Major part of an article by Kenneth M. Pollack, a senior fellow at the Brookings Institution, in The New York Times, February 4
In Iraq, the good news always seems to come mixed with bad.
The good news right now is largely on the military front. Iraqi, Kurdish and American forces appear to be turning the tide against the Islamic State, also known as ISIS or ISIL.
American air operations have inflicted heavy losses on the group – killing its fighters, destroying its equipment, disrupting its command and impeding its movements.
As a result, the Islamic State is more and more on the defensive. It has not made any significant conquests since the summer. During the past month, it mounted a major offensive in western Anbar Province but achieved only modest gains.
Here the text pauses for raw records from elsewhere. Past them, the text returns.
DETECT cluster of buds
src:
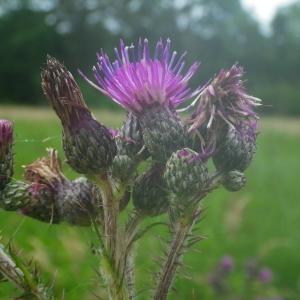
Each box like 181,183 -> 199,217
1,38 -> 261,300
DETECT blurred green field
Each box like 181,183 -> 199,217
1,106 -> 300,299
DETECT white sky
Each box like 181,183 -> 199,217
241,0 -> 295,33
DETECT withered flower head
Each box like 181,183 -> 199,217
187,64 -> 261,161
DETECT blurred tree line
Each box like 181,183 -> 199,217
0,0 -> 299,115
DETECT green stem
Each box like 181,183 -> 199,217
152,203 -> 197,300
87,172 -> 130,300
152,172 -> 224,300
124,211 -> 149,299
0,245 -> 53,300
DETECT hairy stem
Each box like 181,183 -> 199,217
124,211 -> 149,299
152,203 -> 197,300
87,172 -> 130,300
153,172 -> 224,300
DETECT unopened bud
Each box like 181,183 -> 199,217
133,164 -> 169,216
41,56 -> 116,174
111,155 -> 135,181
0,120 -> 14,190
222,170 -> 247,192
1,181 -> 32,211
164,148 -> 208,198
117,112 -> 150,162
139,103 -> 185,162
213,123 -> 257,172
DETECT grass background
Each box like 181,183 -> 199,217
0,105 -> 300,299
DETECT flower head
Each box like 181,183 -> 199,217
42,56 -> 116,174
186,63 -> 261,161
79,38 -> 201,114
189,63 -> 261,132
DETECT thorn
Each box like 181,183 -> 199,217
153,261 -> 164,268
150,254 -> 165,262
177,270 -> 192,280
171,286 -> 181,299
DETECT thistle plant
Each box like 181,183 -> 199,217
0,38 -> 261,299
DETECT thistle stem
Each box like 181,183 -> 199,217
124,211 -> 149,299
152,203 -> 197,300
152,171 -> 225,300
87,172 -> 130,300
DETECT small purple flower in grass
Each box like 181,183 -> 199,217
221,255 -> 234,272
186,63 -> 261,161
80,38 -> 203,161
259,267 -> 272,283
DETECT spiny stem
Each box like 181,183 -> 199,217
0,245 -> 53,300
152,172 -> 225,300
152,203 -> 197,300
87,172 -> 130,300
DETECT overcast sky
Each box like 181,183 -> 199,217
241,0 -> 295,33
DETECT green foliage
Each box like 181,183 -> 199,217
0,108 -> 299,299
0,0 -> 300,114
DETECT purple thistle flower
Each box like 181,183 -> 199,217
80,38 -> 202,161
79,38 -> 201,114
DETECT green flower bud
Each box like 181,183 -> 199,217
139,103 -> 185,162
164,148 -> 208,197
222,170 -> 247,192
0,120 -> 14,190
213,123 -> 257,172
110,154 -> 136,181
133,164 -> 169,216
117,112 -> 150,162
1,181 -> 32,211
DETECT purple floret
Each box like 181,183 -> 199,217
79,38 -> 202,114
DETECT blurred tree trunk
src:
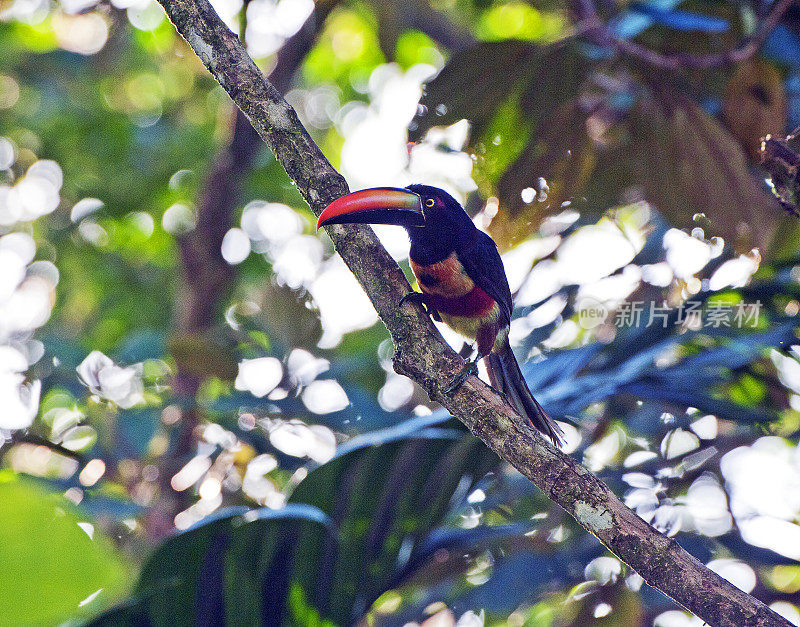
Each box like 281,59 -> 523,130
148,2 -> 337,538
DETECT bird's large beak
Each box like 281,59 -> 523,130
316,187 -> 425,230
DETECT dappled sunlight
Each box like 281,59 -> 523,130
241,200 -> 304,247
2,0 -> 800,622
161,202 -> 196,234
557,214 -> 645,285
170,454 -> 212,492
268,418 -> 337,461
245,0 -> 314,58
239,200 -> 326,287
0,157 -> 58,432
126,0 -> 165,31
663,228 -> 718,279
302,379 -> 349,414
0,160 -> 62,224
0,374 -> 40,430
286,347 -> 329,386
220,227 -> 251,264
721,437 -> 800,559
707,558 -> 757,593
339,63 -> 475,199
53,11 -> 109,55
709,252 -> 760,290
77,351 -> 145,409
0,0 -> 49,23
684,474 -> 732,537
310,255 -> 378,347
208,0 -> 243,33
242,453 -> 280,504
234,356 -> 283,398
378,371 -> 415,411
272,234 -> 324,289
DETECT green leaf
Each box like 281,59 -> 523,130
395,30 -> 441,71
287,420 -> 498,623
0,472 -> 129,625
302,8 -> 385,97
90,505 -> 333,626
476,2 -> 565,42
91,418 -> 498,625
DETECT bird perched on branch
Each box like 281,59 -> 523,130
317,184 -> 563,446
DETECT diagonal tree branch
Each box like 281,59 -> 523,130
155,0 -> 792,624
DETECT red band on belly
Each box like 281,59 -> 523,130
426,286 -> 496,317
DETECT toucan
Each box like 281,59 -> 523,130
316,184 -> 564,446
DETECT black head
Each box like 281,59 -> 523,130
405,184 -> 472,232
317,184 -> 473,232
316,184 -> 477,258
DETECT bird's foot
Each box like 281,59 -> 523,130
444,354 -> 482,395
459,342 -> 476,359
399,291 -> 442,322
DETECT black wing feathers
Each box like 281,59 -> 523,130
457,231 -> 513,324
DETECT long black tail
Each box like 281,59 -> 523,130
485,338 -> 563,446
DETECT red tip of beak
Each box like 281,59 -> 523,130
316,195 -> 354,230
316,188 -> 424,229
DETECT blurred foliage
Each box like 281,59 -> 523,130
2,0 -> 800,625
0,472 -> 129,624
90,418 -> 498,625
411,35 -> 792,250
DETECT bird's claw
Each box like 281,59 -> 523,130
399,291 -> 441,322
459,342 -> 476,359
444,357 -> 480,395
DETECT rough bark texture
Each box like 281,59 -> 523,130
761,126 -> 800,217
155,0 -> 793,624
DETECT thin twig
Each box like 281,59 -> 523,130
574,0 -> 798,70
154,0 -> 792,624
1,431 -> 87,464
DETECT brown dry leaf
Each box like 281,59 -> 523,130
722,60 -> 787,161
630,89 -> 780,249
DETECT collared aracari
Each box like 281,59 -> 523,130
316,184 -> 564,446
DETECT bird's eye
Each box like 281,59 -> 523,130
424,198 -> 435,208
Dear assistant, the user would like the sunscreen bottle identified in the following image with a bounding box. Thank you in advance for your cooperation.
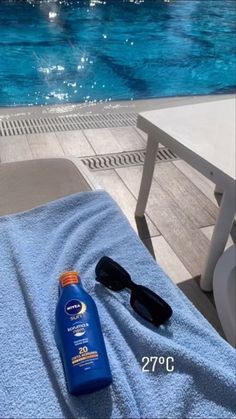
[55,271,112,395]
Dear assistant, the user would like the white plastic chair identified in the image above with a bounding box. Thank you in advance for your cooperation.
[213,244,236,348]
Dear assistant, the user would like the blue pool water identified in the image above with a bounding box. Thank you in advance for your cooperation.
[0,0,235,107]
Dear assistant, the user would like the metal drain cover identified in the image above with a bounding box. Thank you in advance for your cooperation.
[0,112,137,137]
[80,147,178,171]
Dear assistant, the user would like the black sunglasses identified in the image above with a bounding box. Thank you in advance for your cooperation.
[95,256,172,327]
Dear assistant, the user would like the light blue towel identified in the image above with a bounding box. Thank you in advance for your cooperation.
[0,191,235,419]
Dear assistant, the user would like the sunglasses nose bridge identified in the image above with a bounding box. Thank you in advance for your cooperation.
[128,280,137,291]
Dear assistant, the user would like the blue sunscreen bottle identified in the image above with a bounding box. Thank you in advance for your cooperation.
[55,271,112,395]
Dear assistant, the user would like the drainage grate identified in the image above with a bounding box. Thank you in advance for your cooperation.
[80,148,178,171]
[0,112,137,137]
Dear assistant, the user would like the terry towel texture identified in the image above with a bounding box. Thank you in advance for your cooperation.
[0,191,235,419]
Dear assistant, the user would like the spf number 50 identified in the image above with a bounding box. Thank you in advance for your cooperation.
[142,356,174,372]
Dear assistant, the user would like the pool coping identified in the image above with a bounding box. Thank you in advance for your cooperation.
[0,94,233,122]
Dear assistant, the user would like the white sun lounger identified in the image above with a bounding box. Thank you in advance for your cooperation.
[0,156,236,419]
[0,157,97,216]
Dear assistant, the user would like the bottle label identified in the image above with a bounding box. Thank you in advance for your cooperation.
[65,299,101,371]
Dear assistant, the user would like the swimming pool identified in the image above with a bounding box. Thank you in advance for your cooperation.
[0,0,235,107]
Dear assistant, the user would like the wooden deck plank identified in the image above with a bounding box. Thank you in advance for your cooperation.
[201,225,234,249]
[177,277,225,337]
[83,128,123,154]
[144,235,224,336]
[116,165,210,276]
[92,169,160,239]
[144,235,191,283]
[55,130,95,157]
[153,162,218,227]
[173,160,217,205]
[27,133,64,158]
[134,126,147,142]
[109,127,146,151]
[0,135,33,163]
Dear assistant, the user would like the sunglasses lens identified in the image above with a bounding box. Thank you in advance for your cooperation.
[95,256,131,291]
[131,297,153,322]
[131,285,172,326]
[96,270,125,291]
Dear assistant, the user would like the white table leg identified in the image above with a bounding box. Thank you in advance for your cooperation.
[135,134,159,217]
[200,188,235,292]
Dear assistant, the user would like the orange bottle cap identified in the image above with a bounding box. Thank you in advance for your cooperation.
[60,271,79,287]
American military officials in Iraq tell me they are confident that a smaller, revamped Iraqi Army will be ready to begin big operations to retake Iraq from the Islamic State in the next four to eight months. Kurdish and Iraqi forces have largely secured Baghdad and its environs, made gains in the cities of Baiji and Samarra, cut off the road by which the Islamic State was supporting its garrison in Mosul from its base in Syria, and are encroaching on Mosul itself. In 6 to 18 months, the Islamic State may be driven out of Iraq altogether.
That would seem to be a good thing – a stunning reversal from just six months ago, when the Islamic State swept across northern Iraq like a juggernaut.
The problem is that political progress in Iraq has not kept pace with the military campaign. In fact, political reconciliation between the Sunni and Shiite communities is at a standstill. A military victory under these circumstances could turn into a “catastrophic success.”
Iraq’s Sunni and Shiite communities are captive to the mistrust from the 2006–08 civil war, inflamed by Prime Minister Nuri Kamal al-Maliki’s violent treatment of the Sunnis from 2010 to 2014 and the subsequent Sunni embrace of the Islamic State.
On top of that, many of Iraq’s recent conquests were won by Iranian-backed Shiite militias. The government does not like to admit it, but these Shiite militias often lead Iraqi attacks and form the backbone of their defenses.
In these circumstances, offensive operations into the Sunni heartland – Anbar, Nineveh and Salah al-Din Provinces – could be disastrous.
The Sunni populace is terrified by reports of Shiite troops and militiamen conducting brutal ethnic cleansing operations. Without a new power-sharing agreement, promises that they will not be mistreated, and a program for reconstruction, the Sunnis may well see Iraqi government forces (and even the Kurds) not as liberators, but as a conquering Shiite army.
If that is the case, they will defend the Islamic State and, even if it is defeated, resist the Shiite forces. Military victory would not end the slow-burning Iraqi civil war, but inflame it….
Many of the most important Shiite leaders oppose reconciliation because they distrust the Sunnis. Others will block anything Mr. Abadi does so that they can undermine him and take his place. Mr. Abadi is further constrained by Iran, which seems interested in reconciliation, but only on its own terms.
For its part, the Sunni leadership is fragmented as a result of Mr. Maliki’s campaign against it. Many Shiite leaders shrug off calls for compromise with the Sunnis by claiming that they have no strong, legitimate Sunni partner to bargain with.